La justice l’attendait par conséquent à Beaune, comptant bien sur la promesse qu’il avait faite à M. Prasson. Tout tournait donc contre lui.

En négociant à ce dernier son mandat (le véritable} sur MM. Delamarre-Martin Didier, souscrit par madame veuve Drevon, Lacenaire devait penser, et pensa en effet, que ce négociant l’enverrait directement à Paris pour l’encaissement ; et comptant rigidement le délai qui s’écoulerait pour la correspondance entre Paris et Beaune, il s’était dit qu’il aurait le temps de négocier encore sa fausse traite de quatre mille francs et de filer… Mais le hasard, ce gendarme de la destinée, le poursuivait encore là.
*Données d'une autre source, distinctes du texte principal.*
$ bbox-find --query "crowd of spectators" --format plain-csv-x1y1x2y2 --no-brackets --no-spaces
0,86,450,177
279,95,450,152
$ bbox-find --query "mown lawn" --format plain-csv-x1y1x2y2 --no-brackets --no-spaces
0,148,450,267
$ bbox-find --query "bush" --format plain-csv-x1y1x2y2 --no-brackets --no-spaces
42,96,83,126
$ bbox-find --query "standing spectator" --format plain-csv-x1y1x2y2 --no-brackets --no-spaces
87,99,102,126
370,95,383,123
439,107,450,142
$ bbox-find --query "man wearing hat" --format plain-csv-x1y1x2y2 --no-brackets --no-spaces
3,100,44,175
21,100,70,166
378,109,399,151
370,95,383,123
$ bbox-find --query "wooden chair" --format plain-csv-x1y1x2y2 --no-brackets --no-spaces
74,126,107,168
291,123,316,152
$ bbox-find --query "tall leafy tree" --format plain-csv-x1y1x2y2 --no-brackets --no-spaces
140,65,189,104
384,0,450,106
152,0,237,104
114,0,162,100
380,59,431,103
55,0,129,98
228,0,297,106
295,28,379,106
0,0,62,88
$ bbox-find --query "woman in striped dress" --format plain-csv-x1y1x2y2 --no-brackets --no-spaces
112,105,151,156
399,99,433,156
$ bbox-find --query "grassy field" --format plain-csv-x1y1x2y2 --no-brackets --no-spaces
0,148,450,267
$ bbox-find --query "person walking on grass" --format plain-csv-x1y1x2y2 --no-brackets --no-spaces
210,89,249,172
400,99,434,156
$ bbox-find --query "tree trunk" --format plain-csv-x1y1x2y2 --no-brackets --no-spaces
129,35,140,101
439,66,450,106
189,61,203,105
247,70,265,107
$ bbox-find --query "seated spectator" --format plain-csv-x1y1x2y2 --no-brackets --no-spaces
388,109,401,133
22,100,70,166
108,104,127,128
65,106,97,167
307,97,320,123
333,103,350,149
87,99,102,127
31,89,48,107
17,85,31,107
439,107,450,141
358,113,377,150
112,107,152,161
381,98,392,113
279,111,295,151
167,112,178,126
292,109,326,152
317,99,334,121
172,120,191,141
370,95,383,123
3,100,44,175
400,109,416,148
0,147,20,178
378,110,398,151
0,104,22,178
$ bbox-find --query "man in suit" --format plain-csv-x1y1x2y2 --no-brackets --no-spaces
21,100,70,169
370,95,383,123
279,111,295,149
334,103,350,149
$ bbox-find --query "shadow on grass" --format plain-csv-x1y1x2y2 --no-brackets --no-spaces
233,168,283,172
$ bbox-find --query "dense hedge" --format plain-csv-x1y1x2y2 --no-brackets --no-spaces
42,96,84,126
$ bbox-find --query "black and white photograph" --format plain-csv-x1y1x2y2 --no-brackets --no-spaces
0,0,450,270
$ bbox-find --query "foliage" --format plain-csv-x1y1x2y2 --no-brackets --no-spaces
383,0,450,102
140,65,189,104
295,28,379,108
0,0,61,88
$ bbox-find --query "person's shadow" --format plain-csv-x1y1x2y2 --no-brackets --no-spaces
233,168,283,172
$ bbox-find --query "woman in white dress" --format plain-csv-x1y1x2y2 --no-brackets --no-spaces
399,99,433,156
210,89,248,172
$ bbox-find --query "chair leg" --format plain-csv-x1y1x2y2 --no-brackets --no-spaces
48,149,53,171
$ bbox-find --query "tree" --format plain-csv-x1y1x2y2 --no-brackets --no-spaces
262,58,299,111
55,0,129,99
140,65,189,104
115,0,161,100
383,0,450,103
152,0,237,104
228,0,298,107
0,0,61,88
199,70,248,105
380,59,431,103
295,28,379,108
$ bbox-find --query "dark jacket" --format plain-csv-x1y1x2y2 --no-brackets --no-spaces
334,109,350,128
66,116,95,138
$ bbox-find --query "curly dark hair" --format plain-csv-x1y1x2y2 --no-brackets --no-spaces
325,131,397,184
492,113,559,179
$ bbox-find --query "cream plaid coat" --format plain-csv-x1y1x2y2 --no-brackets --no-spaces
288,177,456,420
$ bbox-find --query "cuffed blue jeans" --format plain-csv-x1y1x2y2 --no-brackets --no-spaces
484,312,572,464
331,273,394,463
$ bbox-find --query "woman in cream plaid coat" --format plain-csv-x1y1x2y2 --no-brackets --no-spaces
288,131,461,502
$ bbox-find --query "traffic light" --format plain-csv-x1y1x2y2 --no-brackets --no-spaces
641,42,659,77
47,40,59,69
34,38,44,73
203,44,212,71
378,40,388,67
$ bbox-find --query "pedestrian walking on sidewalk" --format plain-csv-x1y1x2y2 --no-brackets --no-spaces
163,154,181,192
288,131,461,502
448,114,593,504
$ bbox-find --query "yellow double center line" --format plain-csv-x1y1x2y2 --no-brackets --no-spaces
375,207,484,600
Qu’était-il arrivé ? C’est que M. Prasson, en dépit des usages ordinaires du commerce, au lieu d’envoyer à MM. Delamarre-Martin Didier, ainsi qu’il le devait, la traite à encaisser, avait au contraire expédié à madame Drevon le propre effet dont il était créancier, et, courrier par courrier, cette dame avait répondu à M. Prasson que cet effet, tout réel qu’il était, avait servi au premier endosseur à en fabriquer ou à en faire fabriquer de faux. En même temps, elle le priait de s’assurer de la personne de Jacob Lévi, pour arriver, par son canal, jusqu’au premier endosseur.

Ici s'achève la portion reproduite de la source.